“C’est un métier extrêmement difficile, un métier-passion qui suppose de la patience et de la dévotion, un métier pour lequel on ne compte pas ses heures et qui n’est pas très rémunérateur puisque je ne me verse que l’équivalent d’un salaire minimum…”
Romain Giraud, 33 ans, est depuis un an l’unique luthier à Tahiti. Installé dans la rue Cook à Papeete (“Atelier Lutherie Giraud” sur Facebook) où il ne reçoit sa clientèle que sur rendez-vous (“tellement mon temps est précieux”), l’artisan est capable de créer et fabriquer entièrement un instrument à cordes, en tout cas dans la famille des “cordes pincées” : guitares, ukulele, banjos, mandolines, basses, luths…
Avant de débarquer à Tahiti-Faa’a pour y rejoindre son épouse d’origine tahitienne, cet originaire du Var est d’abord un passionné de guitare, instrument qu’il pratique depuis l’âge de 12 ans environ. “J’ai commencé, comme beaucoup, sur guitare classique, car les cordes en nylon sont moins compliquées à aborder que les cordes en acier pour un débutant” explique Romain qui, à 14 ans, est déjà confronté à la difficulté d’effectuer un choix, puisque la filière Baccalauréat se refuse à lui.
“La question du travail s’est assez vite posée, mais aucun métier ne me bottait spécialement. Et puis ma mère, qui connaissait ma passion pour la guitare mais restait frileuse devant mon envie de devenir musicien, m’a emmené à Toulon rencontrer un authentique maître luthier. Ca a été le choc pour moi…”.
Cette rencontre avec un professionnel renommé est déterminante dans la suite de la carrière de Romain. “Le type m’a séché !” s’amuse encore aujourd’hui le luthier de Papeete. “Il m’a dit : prends un outil, n’importe lequel, va couper un arbre et fais-moi en une guitare que tu m’amènes ! En fait, c’était surtout pour tester la solidité de ma volonté…”
“Au moins 10 ans de formation”
Par la suite, “au culot”, il tape à la porte d’un luthier qui lui répond, “en toute logique”, qu’il n’a “pas le temps”. A force d’insister, le jeune homme obtient finalement le droit de se former auprès du professionnel. Une démarche qu’il valide ensuite avec trois mois de stage en Andalousie (Espagne), sur instruments acoustiques et électriques.

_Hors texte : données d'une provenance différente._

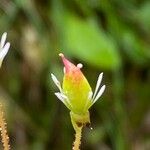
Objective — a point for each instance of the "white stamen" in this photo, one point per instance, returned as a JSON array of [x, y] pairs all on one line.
[[3, 39], [98, 84], [56, 82], [99, 94], [4, 50], [79, 65]]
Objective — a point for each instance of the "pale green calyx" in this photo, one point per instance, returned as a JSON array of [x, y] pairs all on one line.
[[4, 47], [76, 92]]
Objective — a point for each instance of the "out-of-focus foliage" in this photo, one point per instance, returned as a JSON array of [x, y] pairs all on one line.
[[112, 36]]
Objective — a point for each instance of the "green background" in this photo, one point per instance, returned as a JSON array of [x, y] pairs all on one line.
[[110, 36]]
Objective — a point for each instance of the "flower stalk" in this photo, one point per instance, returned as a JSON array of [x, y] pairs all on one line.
[[77, 142], [4, 47], [77, 95]]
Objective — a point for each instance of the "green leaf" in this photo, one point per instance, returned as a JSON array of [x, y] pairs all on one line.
[[88, 42]]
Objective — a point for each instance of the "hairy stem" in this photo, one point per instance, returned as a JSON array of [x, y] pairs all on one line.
[[4, 136], [77, 142]]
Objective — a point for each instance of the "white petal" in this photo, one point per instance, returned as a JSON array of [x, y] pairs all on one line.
[[3, 39], [98, 84], [4, 50], [56, 82], [99, 94]]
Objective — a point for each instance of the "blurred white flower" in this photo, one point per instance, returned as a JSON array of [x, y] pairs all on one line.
[[4, 47]]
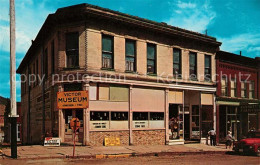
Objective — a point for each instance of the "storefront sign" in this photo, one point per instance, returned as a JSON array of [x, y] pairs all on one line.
[[50, 141], [112, 141], [250, 108], [72, 99]]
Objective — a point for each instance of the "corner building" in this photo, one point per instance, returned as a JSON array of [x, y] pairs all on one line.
[[139, 75]]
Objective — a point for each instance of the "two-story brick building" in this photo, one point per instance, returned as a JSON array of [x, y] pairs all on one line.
[[139, 74], [238, 93]]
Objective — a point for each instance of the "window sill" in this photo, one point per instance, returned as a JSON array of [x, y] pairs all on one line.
[[133, 72], [108, 69], [151, 74], [71, 68]]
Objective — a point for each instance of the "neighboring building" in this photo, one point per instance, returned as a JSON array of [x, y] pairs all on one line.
[[3, 103], [238, 94], [140, 74], [5, 123]]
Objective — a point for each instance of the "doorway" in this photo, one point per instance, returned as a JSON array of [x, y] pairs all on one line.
[[69, 114]]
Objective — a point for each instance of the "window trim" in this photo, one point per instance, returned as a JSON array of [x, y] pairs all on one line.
[[154, 60], [111, 53], [195, 66], [131, 56], [179, 63]]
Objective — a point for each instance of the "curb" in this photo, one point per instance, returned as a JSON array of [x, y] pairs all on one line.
[[125, 155]]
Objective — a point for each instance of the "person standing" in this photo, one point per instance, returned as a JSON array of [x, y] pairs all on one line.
[[212, 135]]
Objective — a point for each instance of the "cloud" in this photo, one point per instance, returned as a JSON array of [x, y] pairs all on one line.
[[191, 16], [246, 42]]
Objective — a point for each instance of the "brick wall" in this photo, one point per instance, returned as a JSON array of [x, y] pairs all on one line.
[[149, 137], [97, 138]]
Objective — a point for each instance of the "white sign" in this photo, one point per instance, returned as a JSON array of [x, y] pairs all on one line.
[[50, 141]]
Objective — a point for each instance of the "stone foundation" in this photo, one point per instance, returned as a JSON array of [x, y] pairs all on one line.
[[97, 138], [149, 137]]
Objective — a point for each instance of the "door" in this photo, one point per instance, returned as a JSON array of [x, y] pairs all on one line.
[[69, 114]]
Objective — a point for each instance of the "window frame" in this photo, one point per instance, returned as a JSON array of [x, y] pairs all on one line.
[[207, 68], [179, 63], [130, 56], [195, 66], [149, 59], [73, 55], [224, 87], [111, 53]]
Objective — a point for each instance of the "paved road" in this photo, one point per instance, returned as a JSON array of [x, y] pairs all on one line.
[[217, 159]]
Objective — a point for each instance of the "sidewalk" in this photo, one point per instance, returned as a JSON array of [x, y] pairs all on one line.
[[41, 152]]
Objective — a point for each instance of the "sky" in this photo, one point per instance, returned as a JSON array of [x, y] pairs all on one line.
[[235, 23]]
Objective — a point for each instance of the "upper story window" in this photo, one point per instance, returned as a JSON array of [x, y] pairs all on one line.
[[193, 65], [233, 88], [177, 63], [72, 49], [252, 90], [207, 69], [46, 62], [130, 51], [52, 57], [151, 59], [243, 89], [107, 52], [224, 86]]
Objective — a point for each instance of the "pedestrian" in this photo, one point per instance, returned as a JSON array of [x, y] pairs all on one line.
[[229, 140], [212, 135]]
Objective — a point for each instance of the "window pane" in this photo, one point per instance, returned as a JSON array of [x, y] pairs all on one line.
[[107, 43], [72, 41], [192, 59], [207, 61], [119, 115], [99, 116], [150, 51], [140, 116], [176, 56], [130, 48]]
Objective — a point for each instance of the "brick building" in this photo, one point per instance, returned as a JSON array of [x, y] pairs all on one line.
[[139, 74], [238, 94]]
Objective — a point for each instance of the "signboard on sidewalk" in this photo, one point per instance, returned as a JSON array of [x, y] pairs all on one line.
[[72, 99], [51, 141]]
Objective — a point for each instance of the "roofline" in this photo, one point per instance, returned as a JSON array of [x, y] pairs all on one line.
[[111, 14]]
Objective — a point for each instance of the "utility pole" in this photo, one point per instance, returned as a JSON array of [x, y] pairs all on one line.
[[13, 112]]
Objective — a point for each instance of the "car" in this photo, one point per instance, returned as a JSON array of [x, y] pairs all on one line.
[[249, 145]]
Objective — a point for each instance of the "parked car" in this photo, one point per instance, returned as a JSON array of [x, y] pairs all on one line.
[[249, 145]]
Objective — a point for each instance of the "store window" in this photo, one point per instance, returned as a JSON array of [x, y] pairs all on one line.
[[107, 52], [195, 123], [72, 49], [243, 89], [177, 63], [224, 86], [193, 65], [130, 53], [233, 89], [113, 92], [151, 59], [206, 119], [207, 69], [252, 90]]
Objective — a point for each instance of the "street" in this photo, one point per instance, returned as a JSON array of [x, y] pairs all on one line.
[[223, 159]]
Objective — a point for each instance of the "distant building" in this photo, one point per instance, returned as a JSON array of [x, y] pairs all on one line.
[[141, 76], [238, 94]]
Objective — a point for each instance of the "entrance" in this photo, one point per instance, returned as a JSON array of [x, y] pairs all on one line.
[[69, 114], [175, 122]]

Si la lutherie est un métier noble qui peut faire rêver, Romain Giraud entend toutefois lutter contre certaines idées reçues et décrit son activité comme un vrai sacerdoce. “L’artisanat d’art demande de ne pas compter ses heures, et suppose une masse de connaissances énorme. Il faut au moins 10 ans de formation, idéalement au contact d’un maître luthier. Il faut apprendre à aiguiser ses yeux, ses oreilles, ses mains… Le matériel est très cher et l’activité rapporte peu. D’ailleurs 90% des luthiers vivent seuls !”
Pour être en mesure de créer un instrument, ou simplement l’entretenir, le régler, le réparer ou encore le restaurer, un luthier doit en effet savoir tout faire : ébénisterie, connaissance des essences de bois, maîtrise du travail du bois, électronique, techniques de collage et de vernissage, marqueterie, travail sur nacre, etc. Sans compter “un ensemble de théories et de règles mathématiques et physiques à respecter”.

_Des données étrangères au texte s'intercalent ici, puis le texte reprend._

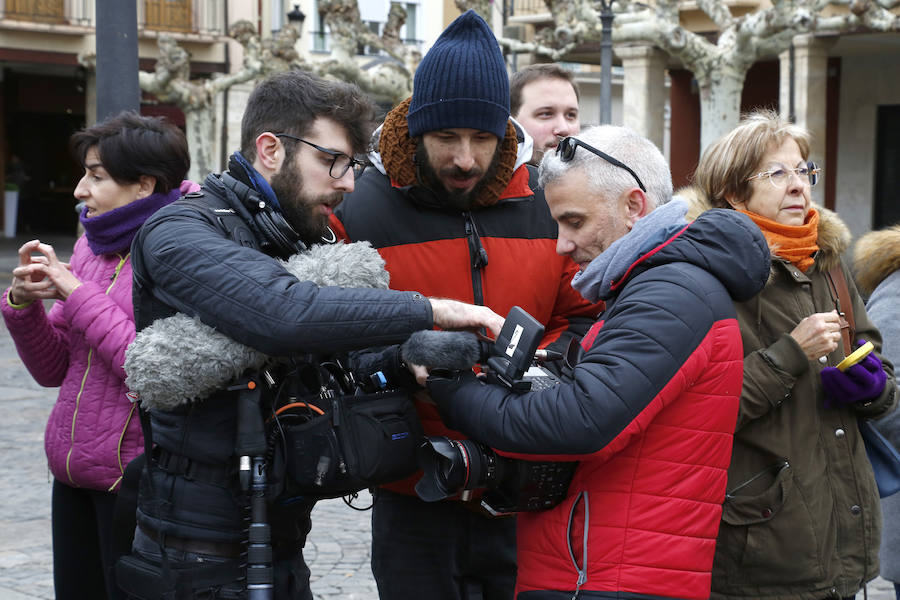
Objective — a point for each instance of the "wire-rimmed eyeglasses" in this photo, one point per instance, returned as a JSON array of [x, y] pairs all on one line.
[[566, 150], [779, 175], [340, 162]]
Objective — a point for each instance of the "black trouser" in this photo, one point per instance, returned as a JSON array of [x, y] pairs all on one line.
[[83, 555], [440, 551], [290, 526]]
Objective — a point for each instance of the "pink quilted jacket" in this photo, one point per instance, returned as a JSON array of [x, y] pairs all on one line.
[[93, 430]]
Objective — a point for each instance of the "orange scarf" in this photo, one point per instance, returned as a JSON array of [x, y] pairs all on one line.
[[794, 243]]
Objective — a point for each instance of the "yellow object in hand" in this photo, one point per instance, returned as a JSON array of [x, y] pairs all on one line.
[[856, 356]]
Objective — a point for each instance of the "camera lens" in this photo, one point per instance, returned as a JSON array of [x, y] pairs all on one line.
[[451, 466]]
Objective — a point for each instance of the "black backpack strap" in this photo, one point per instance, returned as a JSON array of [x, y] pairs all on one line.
[[233, 222], [125, 511]]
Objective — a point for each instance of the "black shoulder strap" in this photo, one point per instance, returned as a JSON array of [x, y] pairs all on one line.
[[231, 223]]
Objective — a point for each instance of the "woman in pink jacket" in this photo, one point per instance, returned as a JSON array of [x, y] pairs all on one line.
[[132, 167]]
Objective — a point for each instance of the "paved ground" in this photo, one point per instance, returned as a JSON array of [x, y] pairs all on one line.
[[337, 549]]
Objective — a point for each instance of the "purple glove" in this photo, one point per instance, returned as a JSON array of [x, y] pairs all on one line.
[[863, 381]]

Le tout en s’adaptant aux conditions tropicales de la Polynésie française, notamment son fort taux d’hygrométrie. “Bien sûr, ça fait travailler le bois des guitares” reconnaît Romain.
Avant de souligner toutefois que le pire scénario pour les instruments, ce sont les changements brusques de température ou de taux d’humidité. Romain explique enfin qu’il ne sait jamais combien de temps il va devoir consacrer à un instrument, d’où des délais de réparation parfois importants : “Si j’ai mal estimé la durée, au-delà du devis, eh bien la perte de temps est pour ma pomme… Une seule vérité : travailler vite et bien, en lutherie, ça n’existe pas !”.
Romain Giraud : “Un conseil : entretenez
régulièrement vos instruments”
“C’est la mentalité qui m’a d’abord surpris en Polynésie, cette gentillesses, cette qualité d’accueil, cette reconnaissance exprimée pour mon travail qui m’a beaucoup touché. Et puis aussi le nombre assez incroyable de bons musiciens. J’ai un fournisseur qui n’alimente que des professionnels comme moi, donc l’éloignement ne pose pas un vrai problème, concernant la disponibilité des pièces.
A la différence des taxes que l’on m’applique plein pot en qualité de professionnel, quasiment 50% du prix de mes commandes, et aussi forcément des délais qui sont plus longs ! Des surcoûts que je suis obligé de répercuter sur les prix…
La Polynésie m’a permis de travailler avec de nouvelles essences de bois : le Marumaru, le Tou, le Kahaia… J’ai sympathisé avec le patron de Fenua Wood qui me fait découvrit beaucoup de choses, ainsi qu’avec un luthier amateur à Mahina.
Si j’avais un conseil à donner aux guitaristes de Polynésie, ce serait d’entretenir et nettoyer régulièrement leur instrument, notamment la touche plaquée sur le manche. Certaines transpirations sont plus agressives que d’autres, au point de rapidement détériorer la touche.”